I have a short question about the transformation laws of quantum fields. Although I have come across similar questions, I haven't been able to understand this explicitly.
In a QFT, we postulate that field operators transform (under e.g. Lorentz) according to \begin{align} U^\dagger(\Lambda) \phi(x) U(\Lambda) = R(\Lambda) \phi(\Lambda^{-1}(x)). \end{align} Here, $U(\Lambda)$ is a unitary rep transforming the operator $\phi(x)$. As far as I understand, $R(\Lambda)$ is the 'classical rep', i.e. the rep that would act on the classical field $\phi(x)$.

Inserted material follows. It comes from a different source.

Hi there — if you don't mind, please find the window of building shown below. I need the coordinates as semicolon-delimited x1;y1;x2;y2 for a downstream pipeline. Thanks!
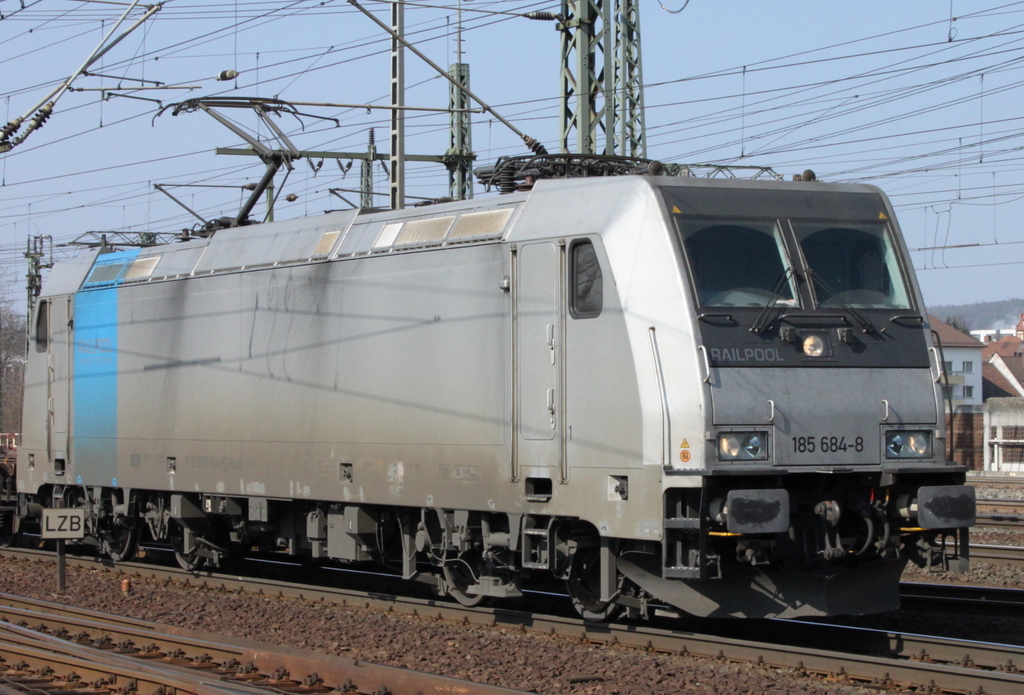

My question is that I don't quite understand how to understand the RHS. If I rewrite it with hats to denote quantum operators, we have \begin{align} U^\dagger(\Lambda) \hat{\phi}(x) U(\Lambda) = R(\Lambda) \hat{\phi}(\Lambda^{-1}(x)). \end{align} Then the $R(\Lambda)$, which is defined as a rep on some classical fields, is now acting on an operator on the Hilbert space. One way this might make sense is if what is meant by the transformation law is instead \begin{align} U^\dagger(\Lambda) \hat{\phi}(x) U(\Lambda) = \widehat{R(\Lambda) \phi}(\Lambda^{-1}(x)), \end{align} i.e. considering the operator obtained from quantising the transformed field.
So my questions are is this correct? And if not, what am I misunderstanding, and what is the resolution?